Da quando è entrata in vigore, gli asset manager hanno dovuto rispondere volenti o nolenti. L’informativa è abbastanza prescrittiva e dettagliata, sebbene il grado di dettaglio sia poi diverso tra i gestori. In parte c’è un tema di maturazione di chi produce i documenti da cui vengono tratti i dati, dall’altro lato l’immaturità è anche di chi li recepisce, in alcuni casi. D’altronde, la Commissione ha iniziato a pretendere le disclosure prima dagli investitori invece che dalle aziende e questo ha causato un forte stress alle Sgr, soprattutto nella fase di recepimento dei dati e delle informazioni, ma anche nel momento di confronto tra i vari data provider. La verità è che la disclosure degli intermediari (cioè le Sgr, ndr) riflette il livello e la qualità di quella delle informazioni sottostanti (quindi delle imprese, ndr). 

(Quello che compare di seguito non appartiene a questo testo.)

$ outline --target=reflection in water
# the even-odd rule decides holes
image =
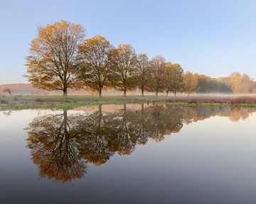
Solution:
[[[26,128],[28,147],[43,177],[62,181],[80,178],[87,163],[101,165],[114,154],[130,154],[137,144],[149,139],[161,141],[178,132],[183,124],[214,115],[245,120],[253,108],[229,107],[174,107],[168,105],[96,110],[83,113],[46,115],[34,119]],[[114,106],[112,106],[112,109]]]

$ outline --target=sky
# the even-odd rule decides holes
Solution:
[[[27,82],[25,57],[37,28],[60,20],[185,71],[256,79],[256,1],[0,0],[0,84]]]

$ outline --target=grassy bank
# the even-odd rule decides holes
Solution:
[[[167,103],[173,106],[256,107],[256,96],[0,96],[0,110],[34,108],[72,109],[93,104]]]

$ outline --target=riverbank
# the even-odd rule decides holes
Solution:
[[[250,96],[1,96],[0,110],[23,109],[72,109],[93,104],[169,103],[183,106],[240,106],[256,107],[256,95]]]

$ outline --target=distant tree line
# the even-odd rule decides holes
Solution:
[[[255,83],[247,82],[246,80],[252,80],[244,75],[241,80],[245,81],[245,88],[238,90],[236,74],[228,79],[214,79],[184,73],[180,64],[161,56],[149,59],[145,53],[136,53],[130,45],[114,47],[100,35],[85,39],[81,25],[65,21],[39,28],[30,52],[24,76],[37,88],[63,91],[64,96],[70,88],[90,88],[97,91],[99,96],[103,89],[110,87],[123,91],[124,96],[127,91],[138,88],[142,96],[144,91],[154,91],[156,96],[165,91],[168,96],[170,92],[189,95],[193,92],[252,92],[255,89]]]

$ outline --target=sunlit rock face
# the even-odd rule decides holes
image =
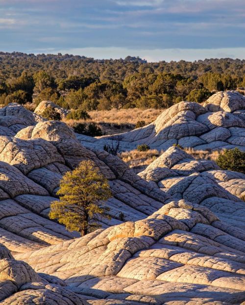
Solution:
[[[195,160],[172,147],[151,163],[141,178],[177,200],[208,208],[220,220],[245,229],[245,175],[221,170],[208,160]]]
[[[241,142],[244,129],[233,117],[244,124],[234,114],[240,108],[227,115],[218,110],[179,103],[145,134],[152,144],[169,135],[175,137],[169,143],[186,139],[197,146],[221,138],[227,144],[236,136]],[[184,136],[172,128],[176,122]],[[0,304],[245,302],[244,175],[195,160],[175,147],[136,175],[99,149],[97,143],[106,139],[84,140],[85,147],[82,136],[64,123],[17,104],[0,109]],[[144,129],[131,132],[132,142],[124,142],[129,146],[140,143],[136,136]],[[86,159],[109,180],[113,196],[106,204],[112,219],[79,237],[48,215],[62,176]]]
[[[60,114],[60,116],[62,118],[65,118],[70,112],[69,110],[67,110],[62,107],[60,107],[52,102],[50,102],[50,101],[42,101],[38,104],[38,106],[35,109],[34,113],[42,115],[43,112],[48,107],[52,107],[54,108],[55,111]]]
[[[164,110],[147,126],[120,135],[95,139],[77,135],[92,149],[102,149],[111,141],[120,141],[122,151],[147,144],[150,148],[166,150],[173,144],[195,150],[219,150],[238,147],[245,150],[245,97],[236,91],[212,96],[203,107],[181,102]]]

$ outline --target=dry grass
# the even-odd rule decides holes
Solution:
[[[130,152],[121,152],[119,156],[137,174],[144,171],[162,153],[162,152],[159,152],[157,150],[149,150],[147,152],[139,152],[134,150]]]
[[[218,151],[195,151],[192,148],[184,149],[184,150],[196,160],[205,159],[215,161],[220,153],[220,152]],[[139,152],[134,150],[131,152],[121,152],[119,156],[127,163],[129,167],[133,169],[135,173],[138,174],[144,171],[163,152],[163,151],[159,152],[157,150],[149,150],[147,152]]]
[[[151,123],[163,111],[163,109],[134,108],[90,111],[89,114],[91,119],[86,122],[97,123],[104,134],[122,133],[134,129],[138,121],[145,121],[147,125]],[[85,122],[83,120],[74,121],[64,119],[63,121],[70,126]]]
[[[195,151],[193,148],[186,148],[184,150],[187,153],[192,155],[196,160],[205,159],[206,160],[211,160],[212,161],[215,161],[220,153],[220,152],[217,151],[213,152],[210,151]]]

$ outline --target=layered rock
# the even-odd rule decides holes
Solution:
[[[69,110],[62,108],[62,107],[60,107],[52,102],[50,101],[42,101],[38,104],[38,106],[37,106],[35,109],[34,113],[42,115],[42,113],[43,113],[48,107],[52,107],[54,108],[55,111],[60,114],[60,116],[62,118],[65,118],[70,112]]]
[[[211,96],[205,107],[181,102],[164,110],[151,124],[131,131],[97,139],[81,135],[77,138],[89,148],[101,149],[119,140],[121,151],[135,149],[142,144],[164,151],[174,144],[195,150],[238,147],[245,151],[245,97],[225,91]]]
[[[27,111],[17,105],[3,109],[3,118],[16,115],[19,120]],[[157,131],[150,125],[145,135],[152,143],[167,136],[174,137],[169,144],[186,139],[214,145],[220,137],[224,143],[241,143],[244,129],[229,115],[243,121],[241,113],[233,114],[239,110],[215,120],[206,111],[196,103],[180,103],[156,121]],[[140,177],[96,144],[86,148],[64,123],[29,112],[29,121],[13,129],[7,124],[8,133],[0,136],[0,303],[245,302],[245,203],[239,198],[244,195],[245,175],[172,147]],[[215,122],[219,125],[211,128]],[[179,137],[175,124],[185,137]],[[186,135],[197,130],[198,136]],[[145,131],[132,132],[134,137]],[[132,142],[140,143],[136,139]],[[48,214],[62,176],[86,159],[109,180],[113,197],[106,204],[112,219],[76,238]]]

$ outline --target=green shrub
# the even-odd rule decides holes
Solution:
[[[60,121],[61,120],[60,114],[51,106],[49,106],[43,111],[42,116],[49,121]]]
[[[5,99],[4,103],[7,105],[10,103],[17,102],[23,105],[28,102],[28,95],[27,92],[24,90],[18,90],[7,95]]]
[[[107,152],[109,153],[111,153],[113,155],[117,155],[120,149],[120,141],[121,138],[119,137],[117,139],[117,141],[111,141],[111,144],[108,144],[108,145],[104,145],[104,151]]]
[[[138,121],[135,125],[135,129],[144,127],[144,126],[146,126],[146,124],[145,121]]]
[[[72,110],[66,116],[68,120],[87,120],[91,118],[91,117],[85,110],[78,109],[76,110]]]
[[[233,150],[224,150],[219,154],[216,163],[222,170],[245,174],[245,152],[237,147]]]
[[[102,135],[101,128],[95,123],[86,124],[79,123],[73,127],[74,131],[80,134],[84,134],[91,137],[96,137]]]
[[[141,144],[137,146],[137,151],[139,152],[147,152],[150,149],[150,147],[147,144]]]

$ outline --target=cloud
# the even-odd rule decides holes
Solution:
[[[10,18],[0,18],[0,25],[10,25],[16,23],[15,19]]]
[[[142,1],[141,0],[117,0],[115,2],[119,5],[132,6],[157,6],[163,2],[164,0],[148,0]]]
[[[149,62],[179,61],[181,59],[193,61],[205,58],[227,57],[245,59],[245,48],[144,50],[110,47],[73,48],[55,51],[57,53],[84,55],[97,59],[124,58],[128,55],[139,56]]]

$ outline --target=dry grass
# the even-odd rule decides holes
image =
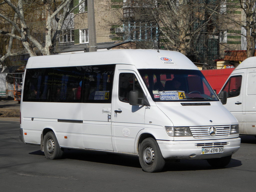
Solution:
[[[19,109],[0,108],[0,117],[19,117]]]

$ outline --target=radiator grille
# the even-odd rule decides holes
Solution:
[[[198,147],[223,147],[229,144],[229,142],[219,142],[218,143],[197,143],[196,146]]]
[[[227,137],[230,132],[230,126],[215,126],[216,129],[216,135],[214,136],[211,136],[209,133],[209,129],[211,126],[204,127],[190,127],[190,130],[193,136],[195,138],[217,137]]]

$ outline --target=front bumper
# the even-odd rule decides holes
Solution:
[[[232,155],[240,147],[239,138],[226,139],[173,141],[157,140],[162,155],[166,159],[202,159],[219,158]],[[224,147],[220,153],[201,154],[202,148]]]

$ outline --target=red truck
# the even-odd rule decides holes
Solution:
[[[218,94],[229,75],[234,69],[203,70],[201,72],[212,89],[216,90],[216,92]]]

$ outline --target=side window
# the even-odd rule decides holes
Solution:
[[[80,102],[82,80],[84,74],[82,67],[54,68],[51,102]]]
[[[228,92],[228,98],[238,96],[240,94],[242,83],[242,76],[232,76],[227,82],[222,91]]]
[[[50,102],[53,70],[53,68],[27,70],[23,101]]]
[[[115,66],[85,66],[83,102],[111,103]]]
[[[129,102],[129,94],[131,91],[137,91],[139,97],[143,97],[143,91],[137,78],[133,73],[120,73],[118,95],[119,100],[121,101]]]

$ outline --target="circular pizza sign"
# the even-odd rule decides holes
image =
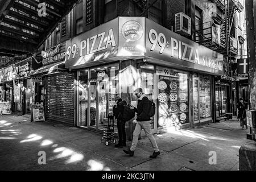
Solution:
[[[143,30],[137,22],[129,21],[122,27],[122,34],[127,40],[137,41],[142,38]]]
[[[103,78],[104,77],[105,77],[105,75],[106,73],[104,71],[101,71],[98,73],[98,78]]]

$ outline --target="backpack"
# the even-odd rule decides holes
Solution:
[[[155,104],[151,101],[150,101],[150,110],[149,110],[149,115],[150,117],[152,117],[155,115]]]
[[[126,122],[131,120],[135,117],[134,111],[127,105],[123,105],[123,112],[122,114],[122,120]]]

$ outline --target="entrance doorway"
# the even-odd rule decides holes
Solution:
[[[155,72],[152,70],[147,70],[141,69],[141,88],[144,90],[145,94],[148,99],[153,102],[156,103],[156,100],[154,100],[156,88],[154,86],[154,76]],[[155,114],[154,117],[152,118],[151,125],[152,133],[156,133],[156,122],[157,114]],[[142,134],[144,133],[142,133]]]
[[[228,112],[228,88],[224,85],[216,85],[215,87],[215,110],[216,117],[225,115]]]

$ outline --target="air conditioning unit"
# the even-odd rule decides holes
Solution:
[[[175,32],[183,36],[191,35],[191,18],[183,12],[175,14]]]

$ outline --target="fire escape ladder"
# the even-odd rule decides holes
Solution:
[[[231,10],[229,13],[229,19],[230,19],[230,24],[229,24],[229,34],[231,32],[231,28],[232,27],[233,21],[234,20],[234,17],[236,13],[236,5],[233,4]]]

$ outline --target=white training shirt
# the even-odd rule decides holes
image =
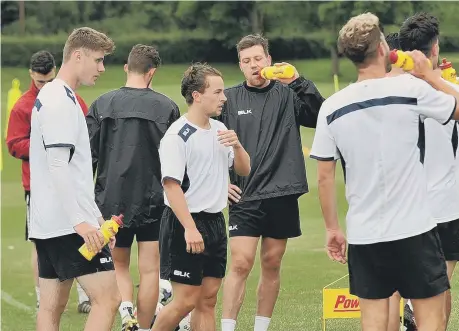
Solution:
[[[459,85],[445,82],[459,91]],[[441,125],[431,118],[424,123],[428,203],[436,223],[454,221],[459,219],[457,123],[451,120]]]
[[[70,148],[68,166],[54,167],[62,163],[55,153],[64,151],[62,147]],[[70,174],[70,178],[64,178],[70,187],[61,185],[62,170]],[[30,238],[47,239],[75,233],[73,227],[82,221],[99,228],[97,218],[101,214],[94,201],[86,121],[74,91],[60,79],[40,90],[32,110],[30,186]],[[64,189],[68,193],[65,197]],[[66,197],[72,199],[68,201]]]
[[[421,120],[447,123],[455,104],[412,75],[357,82],[325,100],[311,157],[342,158],[350,244],[404,239],[435,227]]]
[[[172,179],[182,186],[190,213],[221,212],[228,202],[234,151],[218,141],[217,131],[226,126],[210,119],[210,127],[202,129],[182,116],[160,143],[162,181]],[[170,207],[166,193],[164,202]]]

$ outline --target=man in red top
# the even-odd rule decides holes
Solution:
[[[39,51],[32,55],[30,59],[30,78],[32,82],[30,88],[19,98],[11,110],[11,115],[8,123],[8,132],[6,136],[6,144],[9,153],[18,159],[22,160],[22,185],[25,191],[25,200],[27,205],[26,212],[26,230],[25,236],[28,240],[27,223],[29,219],[29,201],[30,201],[30,168],[29,168],[29,146],[30,146],[30,121],[32,116],[32,108],[37,98],[40,89],[48,82],[52,81],[56,76],[56,64],[54,57],[47,51]],[[76,95],[83,113],[88,113],[88,107],[83,99]],[[38,262],[35,245],[32,248],[32,268],[34,271],[35,291],[37,294],[37,307],[40,298],[40,290],[38,288]],[[80,313],[89,313],[91,304],[89,298],[77,283],[78,290],[78,311]]]

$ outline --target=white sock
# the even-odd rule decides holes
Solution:
[[[40,302],[40,288],[35,286],[35,294],[37,296],[37,302]]]
[[[406,302],[408,306],[410,307],[411,311],[413,311],[413,305],[411,304],[411,300],[407,300]]]
[[[236,328],[236,321],[229,319],[229,318],[224,318],[222,319],[222,331],[234,331]]]
[[[128,308],[131,308],[131,311],[129,311]],[[118,311],[120,312],[121,320],[124,320],[127,317],[130,317],[130,313],[134,311],[134,305],[132,304],[132,302],[123,301],[121,302]]]
[[[255,316],[255,327],[253,331],[268,331],[269,322],[271,322],[270,317]]]
[[[86,292],[83,290],[80,283],[78,282],[77,282],[77,292],[78,292],[78,303],[79,304],[85,301],[89,301],[89,298],[86,295]]]

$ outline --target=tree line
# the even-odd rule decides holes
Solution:
[[[19,61],[9,58],[11,47],[28,50],[31,46],[26,42],[37,40],[36,36],[65,40],[77,26],[108,33],[117,44],[134,36],[139,41],[161,41],[165,53],[171,54],[180,47],[169,44],[192,40],[189,47],[207,47],[222,61],[234,58],[228,51],[234,51],[241,36],[263,33],[278,47],[296,50],[293,58],[328,55],[336,59],[339,28],[351,16],[366,11],[380,18],[386,32],[397,31],[416,12],[430,12],[440,20],[442,48],[459,49],[459,6],[448,1],[2,1],[1,11],[6,64]],[[172,54],[169,62],[180,60]]]

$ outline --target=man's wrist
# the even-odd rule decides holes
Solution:
[[[439,85],[439,83],[441,83],[441,76],[438,76],[437,74],[435,74],[434,71],[430,71],[429,73],[427,73],[425,76],[424,76],[424,80],[429,83],[430,85],[432,85],[434,88],[437,88],[437,86]]]

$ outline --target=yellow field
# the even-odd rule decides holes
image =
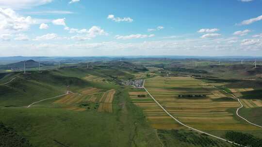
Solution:
[[[145,100],[144,101],[132,101],[133,103],[140,107],[146,117],[147,121],[151,126],[156,129],[178,129],[183,127],[168,116],[157,103],[150,97],[138,98],[137,95],[146,94],[147,92],[130,91],[129,94],[131,99]]]
[[[103,94],[99,102],[100,104],[98,111],[99,112],[113,112],[112,102],[115,90],[111,89]]]
[[[229,109],[240,106],[237,101],[219,99],[229,97],[230,95],[198,80],[190,77],[155,77],[147,79],[145,87],[167,111],[182,122],[192,127],[205,130],[256,129],[256,127],[251,125],[240,122],[235,118],[234,113],[228,111]],[[251,88],[238,89],[239,91],[250,90]],[[178,96],[197,94],[206,96],[194,98]],[[219,100],[216,101],[217,99]],[[247,107],[251,107],[260,105],[261,102],[246,100],[245,102]],[[156,103],[135,103],[135,104],[145,109],[144,114],[147,116],[148,120],[160,121],[163,119],[164,121],[168,119],[168,116],[159,110]],[[151,111],[150,108],[159,110]],[[160,126],[152,125],[154,126],[155,128]],[[163,129],[164,129],[164,126]]]

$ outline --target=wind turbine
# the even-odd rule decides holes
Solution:
[[[255,61],[254,63],[253,63],[253,65],[255,64],[255,68],[257,68],[257,60]]]
[[[24,74],[26,74],[26,71],[25,71],[25,62],[26,62],[26,60],[24,61]]]
[[[88,70],[88,62],[86,62],[86,70]]]
[[[38,61],[38,63],[39,63],[39,71],[41,71],[41,69],[40,69],[40,65],[41,65],[40,64],[41,64],[41,63],[40,63],[40,61]]]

Per quanto riguarda, invece, l’informativa sull’attività stessa dei gestori, lo strumento più utilizzato sono i PAI (Principal Advers Impact), indicatori che mostrano gli impatti negativi delle società su ambiente e persone. C’è però un punto fondamentale che va sottolineato quando si parla di disclosure di prodotti finanziari ESG: spesso vengono riportate troppe informazioni, anche eccessivamente dettagliate. Questo fenomeno aumenta la complessità e riduce la significatività delle informazioni perché gli investitori non riescono a gestirle. L’importante non è tanto quanto si comunica, ma piuttosto concentrarsi sulla coerenza di ciò che si divulga. 

Cosa deve aspettarsi un investitore da un fondo ESG o da un prodotto sostenibile?

L’approccio di mercato, che coincide con quello europeo, prevede che ogni investitore possa avere delle aspettative diverse. Ciò significa che domanda e offerta devono incontrarsi: se un risparmiatore è più ambizioso, deve poter destinare le sue risorse a fondi a impatto, mentre se è meno consapevole e impegnato sul tema ESG, potrebbe accontentarsi di un minimo screening. E questo è il cuore della norma. Ciò che conta è che il gestore comunichi con chiarezza gli obiettivi sottostanti l’investimento.